Monday, Jul. 21, 1952

The Ancient Warrior

At the first notes of California, Here I Come, the big, restless evening-session crowds came to their feet on the floor and in the galleries. Politicos on the platform turned, beaming and clapping. And there was former President Herbert Hoover, walking with an old man's slow and careful step. About him burst a deafening roar of applause. It went on & on.

Night Among Friends. The old gentleman smiled a cautious smile, lifted a hand in greeting, and stood holding himself stiffly erect, almost as if overwhelmed by the sound. Herbert Hoover was 77. Time had whitened his hair, turned his cheeks a flaming pink, and softened the lines of his face. For 20 years he had suffered, with dignity and without complaint, an auto da fe of criticism such as few men, even in public life, have ever endured. But this was his night among friends, his night for the homage due an ancient warrior. The uproar lasted for 13 long minutes.
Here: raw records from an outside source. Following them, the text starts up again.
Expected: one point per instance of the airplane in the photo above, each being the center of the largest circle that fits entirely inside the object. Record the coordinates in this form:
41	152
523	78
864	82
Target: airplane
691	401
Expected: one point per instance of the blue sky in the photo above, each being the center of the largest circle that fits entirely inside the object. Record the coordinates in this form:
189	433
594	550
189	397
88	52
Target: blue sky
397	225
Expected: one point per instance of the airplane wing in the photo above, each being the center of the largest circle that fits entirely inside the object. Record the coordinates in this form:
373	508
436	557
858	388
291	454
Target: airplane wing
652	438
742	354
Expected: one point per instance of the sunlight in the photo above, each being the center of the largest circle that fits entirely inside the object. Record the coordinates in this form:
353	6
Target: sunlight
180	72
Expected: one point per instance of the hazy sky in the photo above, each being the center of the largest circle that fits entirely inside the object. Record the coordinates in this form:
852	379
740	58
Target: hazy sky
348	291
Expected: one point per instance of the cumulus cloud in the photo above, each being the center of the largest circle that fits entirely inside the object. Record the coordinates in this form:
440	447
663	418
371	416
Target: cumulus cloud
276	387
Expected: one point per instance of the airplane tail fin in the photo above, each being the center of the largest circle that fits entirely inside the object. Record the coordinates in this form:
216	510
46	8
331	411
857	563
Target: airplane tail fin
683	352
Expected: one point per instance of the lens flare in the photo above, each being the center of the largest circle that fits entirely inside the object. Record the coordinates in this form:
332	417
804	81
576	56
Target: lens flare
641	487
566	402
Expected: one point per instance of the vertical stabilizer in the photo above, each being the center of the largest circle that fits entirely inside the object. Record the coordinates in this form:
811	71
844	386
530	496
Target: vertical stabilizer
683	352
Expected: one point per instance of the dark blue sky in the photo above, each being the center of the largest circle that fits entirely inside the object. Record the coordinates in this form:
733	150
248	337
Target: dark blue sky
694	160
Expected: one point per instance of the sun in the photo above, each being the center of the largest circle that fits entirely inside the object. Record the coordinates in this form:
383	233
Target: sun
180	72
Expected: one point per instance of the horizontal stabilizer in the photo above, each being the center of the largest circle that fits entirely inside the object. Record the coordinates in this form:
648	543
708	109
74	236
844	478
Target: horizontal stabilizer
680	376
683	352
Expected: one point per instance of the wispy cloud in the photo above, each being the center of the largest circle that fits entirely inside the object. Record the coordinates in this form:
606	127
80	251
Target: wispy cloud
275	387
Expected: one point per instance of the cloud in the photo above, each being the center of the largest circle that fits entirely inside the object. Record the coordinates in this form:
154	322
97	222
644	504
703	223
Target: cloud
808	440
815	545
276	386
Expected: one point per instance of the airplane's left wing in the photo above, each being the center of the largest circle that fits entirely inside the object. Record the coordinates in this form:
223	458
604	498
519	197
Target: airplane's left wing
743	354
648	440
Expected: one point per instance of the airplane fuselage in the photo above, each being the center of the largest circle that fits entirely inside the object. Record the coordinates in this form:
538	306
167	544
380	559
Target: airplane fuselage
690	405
"That," he said finally, and in heartfelt tones, "was some welcome . .

"But," he went on in his dry and unemotional voice, "from the inexorable course of nature, this is likely to be the last time that I shall attend your convention." A long-drawn "Nooo" burst from the crowd. But a subtle change came over the hall. The audience reacted less like a crowd listening to a political speech than a big family affectionately assembled to hear a patriarch warn them, as old men will, about the pitfalls of a world they thought they knew better than he.

His text: that the "words and spirit [of the Constitution] have been distorted and violated" during 20 years of Democratic administrations, and that the freedom of men--an issue "which transcends all transitory questions of national life" --stands at stake in 1952. He criticized the Administration for "tax and tax" at home and "spend and spend" abroad. He made no bones over his conviction that American efforts at arming Western Europe might result in "the bankruptcy which is Stalin's greatest hope."

Although this is markedly different from General Eisenhower's view of Western Europe, even Ike's delegates on the floor joined in the applause.

Rattlesnake Strategy. "I do not propose," Hoover went on, "that we retreat into 'our shell like a turtle." Then his old gift for the precisely wrong word asserted itself: "I do propose the deadly reprisal strategy of a rattlesnake." To do this "within our economic capacities," he asked for an end of great U.S. ground armies. "The sure defense of London, New York and Paris is the fear of counterattack on Moscow from the air." He was interrupted 71 times by applause, yells and cheers. When he finished his speech--"I pray [to God] to strengthen your hands and to give you courage"--a second great ovation burst out in the auditorium. Crowds in the gallery behind the speaker's stand whistled and shouted until he turned toward them. The ovation was in marked contrast to the reception of MacArthur's speech of the night before, which somehow failed to stir the convention.

When National Chairman Guy Gabrielson approached Hoover, amid the clamor, to present him with a gold medal of appreciation, tears started in the old man's eyes. Finally the sound died down, the convention went on. Mr. Hoover walked slowly to the rear of the platform, his medal pinned on his coat, and eased himself down on a chair with the air of a man whose work is finally done.